Wednesday, April 30, 2014

Wheatfield With Crows


Artist: Vincent van Gogh
Title: Wheatfield with Crows
Media: Oil painting on double square canvas

Dimensions: 50.2 cm x 103 cm (19.9 in x 40.6 in)
Date: July 1890
Artist Information:
Vincent Willem van Gogh, born March 30, 1853 – July 29, 1890 was a post-Impressionist painter of Dutch origin whose work, notable for its rough beauty, emotional honesty and bold color, had a far-reaching influence on 20th-century art. After years of painful anxiety and frequent bouts of mental illness, he died aged 37 from a gunshot wound, generally accepted to be self-inflicted (although no gun was ever found).

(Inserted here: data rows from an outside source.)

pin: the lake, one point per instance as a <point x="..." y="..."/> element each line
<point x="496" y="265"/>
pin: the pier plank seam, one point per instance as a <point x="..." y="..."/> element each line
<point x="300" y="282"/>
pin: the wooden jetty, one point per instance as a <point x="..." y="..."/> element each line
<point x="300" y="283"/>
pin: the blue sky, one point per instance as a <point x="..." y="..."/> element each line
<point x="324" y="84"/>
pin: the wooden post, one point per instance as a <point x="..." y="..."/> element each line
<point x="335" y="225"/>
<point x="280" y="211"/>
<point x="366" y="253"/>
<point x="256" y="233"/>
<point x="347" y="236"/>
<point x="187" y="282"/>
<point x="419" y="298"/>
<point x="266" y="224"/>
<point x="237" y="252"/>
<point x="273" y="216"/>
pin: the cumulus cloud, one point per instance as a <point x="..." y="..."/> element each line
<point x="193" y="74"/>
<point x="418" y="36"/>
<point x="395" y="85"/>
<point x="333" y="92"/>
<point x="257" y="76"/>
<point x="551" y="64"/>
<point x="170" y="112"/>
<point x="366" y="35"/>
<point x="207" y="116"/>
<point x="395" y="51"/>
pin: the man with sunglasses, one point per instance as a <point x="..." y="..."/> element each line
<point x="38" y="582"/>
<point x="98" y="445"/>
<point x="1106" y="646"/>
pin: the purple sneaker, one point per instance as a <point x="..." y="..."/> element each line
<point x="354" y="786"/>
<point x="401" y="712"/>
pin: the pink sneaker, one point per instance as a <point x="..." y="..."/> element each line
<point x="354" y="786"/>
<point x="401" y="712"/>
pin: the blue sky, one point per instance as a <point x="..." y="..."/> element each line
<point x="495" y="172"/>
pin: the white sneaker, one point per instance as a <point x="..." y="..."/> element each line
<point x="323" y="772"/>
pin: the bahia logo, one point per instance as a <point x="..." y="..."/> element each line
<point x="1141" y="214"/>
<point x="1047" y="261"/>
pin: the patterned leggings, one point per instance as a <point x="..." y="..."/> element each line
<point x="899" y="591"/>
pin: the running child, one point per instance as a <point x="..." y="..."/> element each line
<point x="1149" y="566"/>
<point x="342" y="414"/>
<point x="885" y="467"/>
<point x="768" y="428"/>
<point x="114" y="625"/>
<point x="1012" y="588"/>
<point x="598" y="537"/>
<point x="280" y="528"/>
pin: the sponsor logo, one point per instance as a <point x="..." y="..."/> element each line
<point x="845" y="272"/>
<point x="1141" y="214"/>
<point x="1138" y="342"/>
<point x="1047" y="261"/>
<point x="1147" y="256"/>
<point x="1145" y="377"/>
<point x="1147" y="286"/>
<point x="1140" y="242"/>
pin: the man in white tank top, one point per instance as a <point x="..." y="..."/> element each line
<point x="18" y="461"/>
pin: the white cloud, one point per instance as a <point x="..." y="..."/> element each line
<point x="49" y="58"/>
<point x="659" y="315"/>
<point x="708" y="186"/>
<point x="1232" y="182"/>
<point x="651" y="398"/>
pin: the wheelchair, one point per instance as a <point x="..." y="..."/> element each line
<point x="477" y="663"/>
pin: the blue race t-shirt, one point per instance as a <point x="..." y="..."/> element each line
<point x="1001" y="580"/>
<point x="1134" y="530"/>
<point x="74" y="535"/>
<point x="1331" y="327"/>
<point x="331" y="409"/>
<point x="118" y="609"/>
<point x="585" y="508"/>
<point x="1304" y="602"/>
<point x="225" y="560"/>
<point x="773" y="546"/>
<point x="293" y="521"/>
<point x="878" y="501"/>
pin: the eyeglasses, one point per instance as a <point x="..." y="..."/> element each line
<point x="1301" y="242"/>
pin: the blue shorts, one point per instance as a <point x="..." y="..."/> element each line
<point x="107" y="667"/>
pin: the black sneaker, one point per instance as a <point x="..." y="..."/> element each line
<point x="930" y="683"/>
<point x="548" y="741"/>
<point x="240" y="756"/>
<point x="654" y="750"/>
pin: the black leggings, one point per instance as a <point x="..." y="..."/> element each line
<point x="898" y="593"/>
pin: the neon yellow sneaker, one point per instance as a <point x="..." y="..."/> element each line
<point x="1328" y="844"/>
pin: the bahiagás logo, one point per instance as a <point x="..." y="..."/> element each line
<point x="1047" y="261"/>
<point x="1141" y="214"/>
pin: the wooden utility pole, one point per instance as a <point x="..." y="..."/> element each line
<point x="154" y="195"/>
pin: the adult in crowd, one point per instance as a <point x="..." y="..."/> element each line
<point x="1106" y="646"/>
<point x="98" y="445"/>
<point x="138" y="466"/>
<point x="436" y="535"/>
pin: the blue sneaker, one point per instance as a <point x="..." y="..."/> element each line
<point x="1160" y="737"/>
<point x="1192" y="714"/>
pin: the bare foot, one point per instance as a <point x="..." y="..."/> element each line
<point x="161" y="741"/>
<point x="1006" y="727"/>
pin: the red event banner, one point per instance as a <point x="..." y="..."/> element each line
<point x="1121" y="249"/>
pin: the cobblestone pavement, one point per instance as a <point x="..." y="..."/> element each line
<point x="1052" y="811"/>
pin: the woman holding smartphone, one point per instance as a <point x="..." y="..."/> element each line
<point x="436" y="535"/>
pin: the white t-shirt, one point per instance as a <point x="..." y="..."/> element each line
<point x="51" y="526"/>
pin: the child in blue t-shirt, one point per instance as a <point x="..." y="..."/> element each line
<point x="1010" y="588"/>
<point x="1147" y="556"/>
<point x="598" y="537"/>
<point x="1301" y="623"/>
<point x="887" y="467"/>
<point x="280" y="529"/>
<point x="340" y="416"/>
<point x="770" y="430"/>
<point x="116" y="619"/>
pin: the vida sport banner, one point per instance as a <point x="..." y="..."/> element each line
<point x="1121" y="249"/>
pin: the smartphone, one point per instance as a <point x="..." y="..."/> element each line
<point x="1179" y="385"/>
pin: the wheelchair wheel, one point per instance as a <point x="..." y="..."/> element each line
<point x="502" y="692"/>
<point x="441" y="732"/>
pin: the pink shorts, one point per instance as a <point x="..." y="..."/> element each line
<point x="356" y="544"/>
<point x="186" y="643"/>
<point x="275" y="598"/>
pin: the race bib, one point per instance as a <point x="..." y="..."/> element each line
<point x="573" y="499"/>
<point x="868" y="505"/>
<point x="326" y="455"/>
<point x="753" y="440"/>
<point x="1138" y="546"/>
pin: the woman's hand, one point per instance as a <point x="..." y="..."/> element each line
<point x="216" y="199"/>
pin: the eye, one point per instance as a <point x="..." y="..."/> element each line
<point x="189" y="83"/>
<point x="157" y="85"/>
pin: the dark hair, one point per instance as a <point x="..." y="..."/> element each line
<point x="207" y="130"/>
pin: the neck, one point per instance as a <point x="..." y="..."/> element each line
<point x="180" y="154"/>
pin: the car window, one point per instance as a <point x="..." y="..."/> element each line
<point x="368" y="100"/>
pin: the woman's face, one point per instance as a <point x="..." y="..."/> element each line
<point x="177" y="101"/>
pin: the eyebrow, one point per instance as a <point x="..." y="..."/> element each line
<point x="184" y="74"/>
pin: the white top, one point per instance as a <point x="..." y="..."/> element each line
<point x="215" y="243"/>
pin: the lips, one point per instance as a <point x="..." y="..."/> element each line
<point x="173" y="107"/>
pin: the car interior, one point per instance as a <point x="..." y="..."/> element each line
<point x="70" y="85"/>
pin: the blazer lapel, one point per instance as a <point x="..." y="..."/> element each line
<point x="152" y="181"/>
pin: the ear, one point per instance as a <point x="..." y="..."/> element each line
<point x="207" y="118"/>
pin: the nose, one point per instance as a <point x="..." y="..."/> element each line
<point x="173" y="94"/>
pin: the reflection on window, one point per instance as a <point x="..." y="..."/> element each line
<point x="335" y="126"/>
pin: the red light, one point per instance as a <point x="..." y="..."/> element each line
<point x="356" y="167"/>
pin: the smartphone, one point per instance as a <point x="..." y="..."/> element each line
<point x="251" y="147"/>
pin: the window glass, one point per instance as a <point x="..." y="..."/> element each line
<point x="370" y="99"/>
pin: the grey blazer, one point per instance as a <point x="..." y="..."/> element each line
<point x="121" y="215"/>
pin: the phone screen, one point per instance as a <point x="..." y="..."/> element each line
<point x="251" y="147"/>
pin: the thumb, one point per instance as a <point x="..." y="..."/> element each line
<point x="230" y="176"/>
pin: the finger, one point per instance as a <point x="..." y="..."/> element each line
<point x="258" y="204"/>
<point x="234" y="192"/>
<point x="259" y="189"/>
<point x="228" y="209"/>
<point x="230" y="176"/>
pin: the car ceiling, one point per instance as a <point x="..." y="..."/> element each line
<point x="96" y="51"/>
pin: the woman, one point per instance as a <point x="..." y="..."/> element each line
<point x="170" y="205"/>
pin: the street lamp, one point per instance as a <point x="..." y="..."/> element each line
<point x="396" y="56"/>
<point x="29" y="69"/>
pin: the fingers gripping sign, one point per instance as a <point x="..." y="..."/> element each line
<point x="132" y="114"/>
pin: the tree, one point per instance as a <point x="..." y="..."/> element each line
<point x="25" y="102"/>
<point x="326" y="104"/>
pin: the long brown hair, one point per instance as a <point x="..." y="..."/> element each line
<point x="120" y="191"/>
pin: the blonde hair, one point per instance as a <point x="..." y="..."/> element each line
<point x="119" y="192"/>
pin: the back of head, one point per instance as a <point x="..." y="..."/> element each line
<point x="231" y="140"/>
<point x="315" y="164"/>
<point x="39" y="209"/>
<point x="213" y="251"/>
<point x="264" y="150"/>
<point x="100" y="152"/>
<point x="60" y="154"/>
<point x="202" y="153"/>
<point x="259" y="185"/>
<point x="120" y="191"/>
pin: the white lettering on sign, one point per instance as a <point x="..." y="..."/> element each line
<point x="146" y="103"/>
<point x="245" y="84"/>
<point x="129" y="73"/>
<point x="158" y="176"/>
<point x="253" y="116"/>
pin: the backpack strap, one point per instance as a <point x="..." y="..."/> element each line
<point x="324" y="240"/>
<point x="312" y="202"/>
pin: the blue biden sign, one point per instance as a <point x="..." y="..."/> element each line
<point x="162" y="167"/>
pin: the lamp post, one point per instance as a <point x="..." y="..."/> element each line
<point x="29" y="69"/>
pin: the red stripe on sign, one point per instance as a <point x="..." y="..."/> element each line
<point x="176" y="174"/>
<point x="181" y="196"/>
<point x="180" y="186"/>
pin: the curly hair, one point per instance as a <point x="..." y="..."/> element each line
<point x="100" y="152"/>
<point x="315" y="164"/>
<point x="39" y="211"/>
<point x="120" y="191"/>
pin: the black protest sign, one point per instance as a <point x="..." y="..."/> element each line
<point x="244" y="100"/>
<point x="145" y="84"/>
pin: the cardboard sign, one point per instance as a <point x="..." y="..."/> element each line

His work was then known to only a handful of people and appreciated by fewer still.

Artist Statement: 
"They depict vast, distended wheatfields under angry skies, and I deliberately tried to express sadness and extreme loneliness in them"

"I am almost certain that these canvases illustrate what I cannot express in words, that is, how healthy and reassuring I find the countryside."
  
Kathleen Erickson finds the painting as expressing both sorrow and a sense of his life coming to an end.

Background Information on Piece:   One of van Gogh's most famous paintings, it was made in the final weeks of his life and is subject to the most speculation of any of his works.
 During his time in Auvers, van Gogh painted numerous landscapes in the same size as above on elongated canvases.  Jules Michelet, one of van Gogh's favorite authors, wrote of the crow: "They interest themselves in everything, and observe everything. The ancients, who lived far more completely than ourselves in and with nature, found it no small profit to follow, in a hundred obscure things where human experience as yet affords no light, the directions of so prudent and sage a bird."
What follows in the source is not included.